Anytime someone’s face is scanned by a facial recognition app, the results of that scan, specifically the mathematical formula that distinguishes that person from others, is stored somewhere in a database. Depending on who owns the database on which this information is stored, any number of third-parties may have access to it. Informing customers of how and when their information may be used (as GDPR demands) and obtaining their consent for such usage can go a long way towards establishing trust, in addition to preventing legal issues down the road.
Companies need to recognize that no technology, including facial recognition software, is infallible. Likewise, since facial recognition algorithms are trained using data collected by humans they are also not immune to bias. In fact, there have been several reported instances of facial recognition systems incorrectly identifying people with darker skin tones as the wrong gender or identified as criminals.

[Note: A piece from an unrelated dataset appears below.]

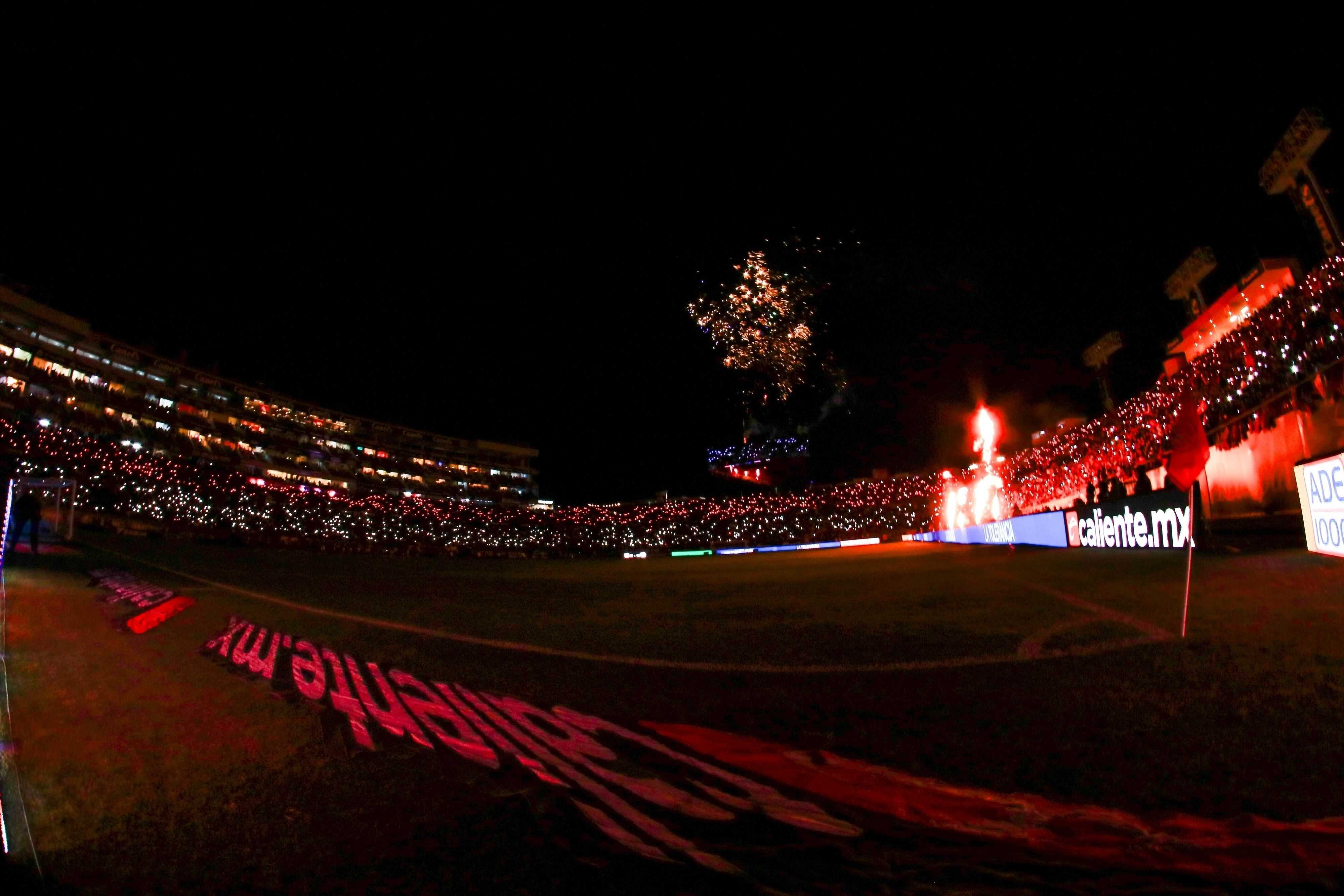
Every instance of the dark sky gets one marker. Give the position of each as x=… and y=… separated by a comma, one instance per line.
x=510, y=256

Facial recognition algorithms are only as good as the data they are trained on. The above scenarios occurred due to a lack of photos representing a diverse array of minorities and the over-representation of black men in mugshot photos. Companies can reduce these kinds of issues by making sure that facial recognition programs are properly trained with a sufficient and diverse amount of data.
With each new wave of technology, comes a new type of crime. The same facial recognition tools that allow the police to track criminals and find missing persons can be used to perpetrate crimes like stalking, theft, and fraud. Industrious criminals could access facial recognition data, either publicly or by hacking into a private database, to track persons without their permission. They would know when someone was home, at work or out of the country altogether, making theft significantly easier.
In addition, those with dubious intentions could also pretend to know people whose facial recognition data they have accessed, in the hopes of gaining sensitive personal information that could be used to commit fraud or even identity theft. In sum, the degree of damage that criminals would be able to inflict with the aid of facial recognition software would be notably greater. Knowing this can help companies prepare for this eventuality and provide them with a framework of information that could inform cybersecurity and facial data protection measures.
What Lies Ahead
Developments in the field of facial recognition are occurring at a rapid pace. While the widespread application of this technology holds much promise, it also needs to be handled with as much care. Businesses that want to use facial recognition apps need to understand this and approach their company strategy with care and consideration. Those that successfully manage to do this are sure to reap the benefits of facial recognition.